The Army Corps of Engineers says it will begin notifying communities along the Mississippi River this month whether damage from last year’s historic flood poses a further threat should the river reach flood levels again this year.
The corps has been doing assessments in recent months of damages to levees, structures and navigation channels, said spokesman Bob Anderson in the agency’s Vicksburg Division.
Scott Whitney, regional flood risk manager for the corps’ Mississippi Valley Division, said each damaged location found in the assessment has been characterized by its likelihood of failure and potential consequences if there is a failure. The corps will use a web-based application called CorpsMap and information papers to send out the information to communities and residents, he said.
The river reached flood levels in December in some places below Cairo, Ill. “We’ve got a potential for another crest on the lower river the first week of February,” Anderson added.
The corps is working as if preparing for a flood, according to the spokesman. Some of that repair work has been slowed by high water and sustained rains. Rising waters have made the assessment work difficult as well, the spokesman said.
The biggest repair tackled in recent months was to breaks in Missouri’s Birds Point-New Madrid Floodway that the corps created with detonations last May to relieve Cairo and other towns threatened with massive flooding where the Mississippi and Ohio rivers meet. Work so far has the floodway at 55.5 feet. “It still needs to be built to 62.5 feet,” Anderson said.
He said with the river set to crest at 43 feet in Cairo soon, work has had to be put on hold. “We hope to get back in there in late April or early May.”
Some repairs have also been made to levees north of Vicksburg. “Work is nearly 80 percent complete” on those, Anderson said, though he noted “high water kind of slowed the progress.”
That work, according to Peter Nimrod, chief engineer of the Mississippi Levee Board in Greenville, involved erecting seepage berms at Albemarle and at the Buck Shoot levee in Warren County.

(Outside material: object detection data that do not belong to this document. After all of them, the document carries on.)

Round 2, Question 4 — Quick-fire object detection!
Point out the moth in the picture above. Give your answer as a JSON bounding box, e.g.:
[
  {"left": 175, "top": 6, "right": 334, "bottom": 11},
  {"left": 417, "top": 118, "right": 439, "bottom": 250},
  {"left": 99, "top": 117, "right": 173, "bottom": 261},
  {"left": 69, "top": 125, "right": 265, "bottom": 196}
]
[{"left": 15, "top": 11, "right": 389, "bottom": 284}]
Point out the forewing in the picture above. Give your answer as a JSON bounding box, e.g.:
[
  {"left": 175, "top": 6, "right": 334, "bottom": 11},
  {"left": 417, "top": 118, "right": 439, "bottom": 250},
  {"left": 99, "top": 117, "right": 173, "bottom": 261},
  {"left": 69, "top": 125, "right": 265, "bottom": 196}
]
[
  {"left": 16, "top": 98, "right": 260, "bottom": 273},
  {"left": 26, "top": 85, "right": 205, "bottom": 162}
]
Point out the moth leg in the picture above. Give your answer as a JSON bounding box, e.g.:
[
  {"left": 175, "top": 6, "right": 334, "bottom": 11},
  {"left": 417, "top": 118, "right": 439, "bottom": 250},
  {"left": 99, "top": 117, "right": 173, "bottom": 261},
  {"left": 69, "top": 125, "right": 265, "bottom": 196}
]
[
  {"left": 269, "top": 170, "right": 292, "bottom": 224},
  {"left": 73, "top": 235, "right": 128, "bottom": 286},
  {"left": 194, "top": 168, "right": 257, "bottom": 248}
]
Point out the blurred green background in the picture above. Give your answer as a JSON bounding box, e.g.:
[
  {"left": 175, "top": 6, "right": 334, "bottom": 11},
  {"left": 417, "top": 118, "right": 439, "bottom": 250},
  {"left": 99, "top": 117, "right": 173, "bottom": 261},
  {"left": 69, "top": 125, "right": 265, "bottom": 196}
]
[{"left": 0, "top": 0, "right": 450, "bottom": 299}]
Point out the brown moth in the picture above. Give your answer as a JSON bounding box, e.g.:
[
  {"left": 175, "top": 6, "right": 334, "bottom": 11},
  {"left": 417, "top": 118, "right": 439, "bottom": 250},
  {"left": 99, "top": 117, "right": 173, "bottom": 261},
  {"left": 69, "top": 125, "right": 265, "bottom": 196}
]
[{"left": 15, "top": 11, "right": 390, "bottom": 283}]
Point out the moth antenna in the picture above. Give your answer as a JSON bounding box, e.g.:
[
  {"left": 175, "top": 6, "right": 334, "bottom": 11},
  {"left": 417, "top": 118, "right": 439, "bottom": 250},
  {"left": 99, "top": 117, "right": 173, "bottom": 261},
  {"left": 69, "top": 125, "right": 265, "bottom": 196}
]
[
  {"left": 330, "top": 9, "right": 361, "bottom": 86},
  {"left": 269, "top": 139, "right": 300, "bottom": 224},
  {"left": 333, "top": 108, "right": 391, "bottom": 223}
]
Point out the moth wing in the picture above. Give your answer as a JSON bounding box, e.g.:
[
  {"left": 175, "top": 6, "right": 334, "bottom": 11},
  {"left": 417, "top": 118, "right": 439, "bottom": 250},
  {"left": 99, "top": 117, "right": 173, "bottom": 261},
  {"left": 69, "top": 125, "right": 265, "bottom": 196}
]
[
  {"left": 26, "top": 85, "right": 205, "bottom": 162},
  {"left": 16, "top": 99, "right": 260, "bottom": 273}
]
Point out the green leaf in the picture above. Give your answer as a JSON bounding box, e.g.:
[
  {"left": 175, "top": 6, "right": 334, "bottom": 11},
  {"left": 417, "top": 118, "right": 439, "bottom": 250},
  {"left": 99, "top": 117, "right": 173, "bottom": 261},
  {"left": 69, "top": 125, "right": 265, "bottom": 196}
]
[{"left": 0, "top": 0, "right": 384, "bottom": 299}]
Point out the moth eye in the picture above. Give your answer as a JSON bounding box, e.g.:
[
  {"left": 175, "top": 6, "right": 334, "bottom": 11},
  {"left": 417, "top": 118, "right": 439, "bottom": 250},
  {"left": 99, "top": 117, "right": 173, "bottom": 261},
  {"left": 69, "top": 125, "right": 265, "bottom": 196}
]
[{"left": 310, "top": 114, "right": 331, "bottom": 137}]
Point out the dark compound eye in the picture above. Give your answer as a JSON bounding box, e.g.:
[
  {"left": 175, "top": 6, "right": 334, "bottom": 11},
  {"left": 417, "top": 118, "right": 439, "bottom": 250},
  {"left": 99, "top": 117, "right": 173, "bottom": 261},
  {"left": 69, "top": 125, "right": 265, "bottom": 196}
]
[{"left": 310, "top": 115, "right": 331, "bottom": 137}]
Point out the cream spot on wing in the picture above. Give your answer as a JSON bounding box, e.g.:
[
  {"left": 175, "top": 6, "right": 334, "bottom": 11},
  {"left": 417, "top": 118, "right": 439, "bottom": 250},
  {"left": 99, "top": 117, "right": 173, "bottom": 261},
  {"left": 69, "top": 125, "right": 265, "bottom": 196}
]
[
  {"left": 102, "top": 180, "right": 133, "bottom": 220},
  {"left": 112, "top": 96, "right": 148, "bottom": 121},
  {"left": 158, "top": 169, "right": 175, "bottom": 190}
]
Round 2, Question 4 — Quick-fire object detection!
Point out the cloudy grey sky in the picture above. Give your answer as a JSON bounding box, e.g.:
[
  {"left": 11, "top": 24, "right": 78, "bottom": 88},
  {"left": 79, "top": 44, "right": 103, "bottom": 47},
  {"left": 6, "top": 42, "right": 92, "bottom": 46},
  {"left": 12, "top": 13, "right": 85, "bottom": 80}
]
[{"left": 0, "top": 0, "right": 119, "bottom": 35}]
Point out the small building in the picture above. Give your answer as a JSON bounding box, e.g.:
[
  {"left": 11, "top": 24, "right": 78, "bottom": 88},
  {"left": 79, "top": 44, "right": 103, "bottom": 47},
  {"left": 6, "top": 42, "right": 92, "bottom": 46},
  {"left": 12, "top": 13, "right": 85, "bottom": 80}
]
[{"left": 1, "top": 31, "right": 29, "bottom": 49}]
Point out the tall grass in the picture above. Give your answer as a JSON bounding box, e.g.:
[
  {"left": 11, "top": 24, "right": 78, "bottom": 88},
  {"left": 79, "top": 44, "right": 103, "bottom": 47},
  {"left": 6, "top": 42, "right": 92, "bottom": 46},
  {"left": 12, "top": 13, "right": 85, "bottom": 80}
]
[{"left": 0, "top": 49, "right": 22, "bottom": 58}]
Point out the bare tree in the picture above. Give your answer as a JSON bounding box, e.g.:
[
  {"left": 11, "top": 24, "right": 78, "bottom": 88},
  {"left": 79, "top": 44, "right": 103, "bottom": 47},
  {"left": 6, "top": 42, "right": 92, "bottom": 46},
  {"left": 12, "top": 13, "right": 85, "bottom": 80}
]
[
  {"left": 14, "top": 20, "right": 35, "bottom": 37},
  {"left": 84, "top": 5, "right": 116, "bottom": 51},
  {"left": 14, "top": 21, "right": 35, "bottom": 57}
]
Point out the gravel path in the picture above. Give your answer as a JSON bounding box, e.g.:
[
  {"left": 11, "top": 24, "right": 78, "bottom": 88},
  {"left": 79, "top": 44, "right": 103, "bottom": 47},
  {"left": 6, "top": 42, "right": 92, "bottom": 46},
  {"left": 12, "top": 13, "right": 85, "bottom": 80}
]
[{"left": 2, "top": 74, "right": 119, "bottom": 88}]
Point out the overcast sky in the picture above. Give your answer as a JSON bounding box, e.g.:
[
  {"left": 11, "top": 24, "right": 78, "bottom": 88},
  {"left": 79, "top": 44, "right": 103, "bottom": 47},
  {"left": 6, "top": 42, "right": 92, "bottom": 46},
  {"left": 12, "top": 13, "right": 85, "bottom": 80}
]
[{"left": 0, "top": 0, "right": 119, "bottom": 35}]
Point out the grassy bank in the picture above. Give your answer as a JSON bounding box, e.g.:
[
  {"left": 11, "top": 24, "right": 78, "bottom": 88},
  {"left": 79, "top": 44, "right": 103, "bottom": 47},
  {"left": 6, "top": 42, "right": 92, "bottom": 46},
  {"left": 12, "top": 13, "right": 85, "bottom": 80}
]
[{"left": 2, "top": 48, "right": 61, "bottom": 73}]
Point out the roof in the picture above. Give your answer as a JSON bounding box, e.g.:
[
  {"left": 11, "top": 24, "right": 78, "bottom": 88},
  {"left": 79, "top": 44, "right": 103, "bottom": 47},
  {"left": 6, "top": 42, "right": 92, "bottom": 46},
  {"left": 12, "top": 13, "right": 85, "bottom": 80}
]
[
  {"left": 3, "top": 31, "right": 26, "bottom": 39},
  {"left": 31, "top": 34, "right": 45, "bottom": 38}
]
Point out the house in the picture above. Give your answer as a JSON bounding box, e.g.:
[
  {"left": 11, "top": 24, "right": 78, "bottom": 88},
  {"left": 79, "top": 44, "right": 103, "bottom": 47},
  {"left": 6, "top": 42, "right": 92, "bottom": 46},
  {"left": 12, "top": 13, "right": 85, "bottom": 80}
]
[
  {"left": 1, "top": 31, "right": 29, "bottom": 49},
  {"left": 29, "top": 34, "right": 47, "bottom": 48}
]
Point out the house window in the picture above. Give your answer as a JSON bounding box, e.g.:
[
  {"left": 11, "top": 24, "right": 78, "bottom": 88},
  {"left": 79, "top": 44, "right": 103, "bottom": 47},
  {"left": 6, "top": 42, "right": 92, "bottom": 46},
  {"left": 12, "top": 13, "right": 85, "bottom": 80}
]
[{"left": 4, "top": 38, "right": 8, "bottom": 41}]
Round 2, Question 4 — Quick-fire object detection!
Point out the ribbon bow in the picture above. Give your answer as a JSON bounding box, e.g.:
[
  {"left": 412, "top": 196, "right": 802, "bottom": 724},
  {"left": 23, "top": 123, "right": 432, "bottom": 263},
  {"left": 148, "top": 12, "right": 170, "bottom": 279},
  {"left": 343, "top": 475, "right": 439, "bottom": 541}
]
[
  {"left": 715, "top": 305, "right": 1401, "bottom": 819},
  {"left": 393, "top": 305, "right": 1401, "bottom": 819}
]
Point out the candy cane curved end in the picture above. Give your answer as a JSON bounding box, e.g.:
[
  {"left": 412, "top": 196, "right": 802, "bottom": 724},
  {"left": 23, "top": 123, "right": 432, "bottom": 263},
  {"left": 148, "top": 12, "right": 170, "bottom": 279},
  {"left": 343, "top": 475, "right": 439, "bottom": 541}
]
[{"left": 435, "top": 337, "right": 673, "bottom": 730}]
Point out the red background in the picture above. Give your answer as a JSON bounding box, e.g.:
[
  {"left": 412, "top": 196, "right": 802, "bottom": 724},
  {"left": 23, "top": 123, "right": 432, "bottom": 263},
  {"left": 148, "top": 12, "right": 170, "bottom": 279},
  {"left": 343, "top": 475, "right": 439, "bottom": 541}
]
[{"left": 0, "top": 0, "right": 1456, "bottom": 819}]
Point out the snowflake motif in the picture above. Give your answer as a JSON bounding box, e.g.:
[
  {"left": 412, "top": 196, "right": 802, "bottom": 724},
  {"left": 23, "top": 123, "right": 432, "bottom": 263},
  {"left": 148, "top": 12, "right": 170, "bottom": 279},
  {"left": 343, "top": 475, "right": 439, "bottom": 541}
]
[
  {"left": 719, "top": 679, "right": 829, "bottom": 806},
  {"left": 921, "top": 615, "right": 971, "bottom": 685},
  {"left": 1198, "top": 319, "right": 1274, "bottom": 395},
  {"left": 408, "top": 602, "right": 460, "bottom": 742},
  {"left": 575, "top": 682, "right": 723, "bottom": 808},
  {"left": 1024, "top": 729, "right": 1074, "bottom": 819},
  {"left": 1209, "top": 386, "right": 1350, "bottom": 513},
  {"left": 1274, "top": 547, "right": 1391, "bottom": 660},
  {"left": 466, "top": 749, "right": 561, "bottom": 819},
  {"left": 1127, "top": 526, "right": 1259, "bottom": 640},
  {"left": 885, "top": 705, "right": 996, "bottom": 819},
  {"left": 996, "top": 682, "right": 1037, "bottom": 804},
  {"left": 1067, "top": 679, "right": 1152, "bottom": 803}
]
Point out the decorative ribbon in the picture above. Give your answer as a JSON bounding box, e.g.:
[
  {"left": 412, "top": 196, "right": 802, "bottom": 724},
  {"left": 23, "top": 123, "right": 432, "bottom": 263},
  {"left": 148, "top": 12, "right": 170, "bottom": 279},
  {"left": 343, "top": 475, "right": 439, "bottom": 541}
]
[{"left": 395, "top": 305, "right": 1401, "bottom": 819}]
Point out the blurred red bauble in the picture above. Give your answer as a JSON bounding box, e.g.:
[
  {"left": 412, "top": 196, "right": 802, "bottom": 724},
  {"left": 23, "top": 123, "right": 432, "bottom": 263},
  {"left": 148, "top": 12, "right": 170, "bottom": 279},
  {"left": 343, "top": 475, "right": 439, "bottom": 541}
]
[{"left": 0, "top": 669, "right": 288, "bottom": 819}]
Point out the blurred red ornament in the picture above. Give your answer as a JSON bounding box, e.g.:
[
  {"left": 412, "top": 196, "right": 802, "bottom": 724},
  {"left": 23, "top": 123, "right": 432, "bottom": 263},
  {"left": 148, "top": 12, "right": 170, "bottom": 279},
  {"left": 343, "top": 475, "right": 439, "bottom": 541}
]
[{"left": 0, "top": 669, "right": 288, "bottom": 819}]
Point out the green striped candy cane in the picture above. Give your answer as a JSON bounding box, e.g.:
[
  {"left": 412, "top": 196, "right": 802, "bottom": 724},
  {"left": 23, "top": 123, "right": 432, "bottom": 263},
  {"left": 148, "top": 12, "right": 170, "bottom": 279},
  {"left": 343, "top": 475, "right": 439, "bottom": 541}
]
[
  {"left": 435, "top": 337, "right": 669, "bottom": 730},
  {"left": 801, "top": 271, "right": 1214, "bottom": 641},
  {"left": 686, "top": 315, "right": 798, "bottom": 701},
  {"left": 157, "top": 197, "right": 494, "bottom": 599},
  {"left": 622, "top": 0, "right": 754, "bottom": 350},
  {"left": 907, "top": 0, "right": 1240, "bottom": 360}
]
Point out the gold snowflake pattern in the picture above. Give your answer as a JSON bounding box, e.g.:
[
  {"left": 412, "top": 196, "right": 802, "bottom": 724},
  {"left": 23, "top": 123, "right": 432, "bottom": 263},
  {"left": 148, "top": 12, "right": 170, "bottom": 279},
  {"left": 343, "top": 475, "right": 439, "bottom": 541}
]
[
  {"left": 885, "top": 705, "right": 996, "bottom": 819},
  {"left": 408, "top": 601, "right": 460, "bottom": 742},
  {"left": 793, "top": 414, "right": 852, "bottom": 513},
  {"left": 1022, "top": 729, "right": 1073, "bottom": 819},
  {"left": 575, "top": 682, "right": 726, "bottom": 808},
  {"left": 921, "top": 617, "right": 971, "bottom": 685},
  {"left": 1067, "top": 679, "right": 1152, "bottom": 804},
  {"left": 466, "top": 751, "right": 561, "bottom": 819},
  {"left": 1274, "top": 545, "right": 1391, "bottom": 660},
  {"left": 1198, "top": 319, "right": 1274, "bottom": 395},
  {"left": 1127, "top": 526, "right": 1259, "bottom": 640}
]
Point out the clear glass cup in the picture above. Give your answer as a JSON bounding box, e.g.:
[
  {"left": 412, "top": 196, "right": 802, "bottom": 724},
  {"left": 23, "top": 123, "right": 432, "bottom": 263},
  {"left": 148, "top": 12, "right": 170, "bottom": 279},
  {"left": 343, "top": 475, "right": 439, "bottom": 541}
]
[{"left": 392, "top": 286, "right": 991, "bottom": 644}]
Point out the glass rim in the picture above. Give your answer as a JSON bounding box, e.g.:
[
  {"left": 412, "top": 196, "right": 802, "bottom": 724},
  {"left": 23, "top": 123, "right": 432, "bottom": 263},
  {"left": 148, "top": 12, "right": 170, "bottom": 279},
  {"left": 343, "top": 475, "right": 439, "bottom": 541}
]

The Warren County work involves repairs to a wall 1,700 feet in length and building of a 240-foot wide berm. Workers “also put 30 relief wells beyond the berm,” Nimrod said. The berm will slow down seepage from the river and the wells will allow water to come through “in a controlled manner” and free of destructive materials, the levee engineer said.
“Right before the water came up two weeks ago they were able to get this done,” Nimrod added.
At the Albemarle levee, the levee slid on the landside. “The corps has started building a 150-foot wide and 550-foot long seepage berm,” Nimrod said. “The work was 50 percent done when the high water came up and cut their access off.”
More relief wells are also going in in the Bolivar County community of Francis and in Washington County’s Winterville just north of Greenville, according to Nimrod.
The relief wells are designed to lessen the frequency and damage from sand boils that occur as water from the river flows beneath the levees and springs up on the landside, he said.
“We’re in a little better shape than we were a year ago at this time,” he said of the 212 miles of levees the Mississippi Levee Board oversees.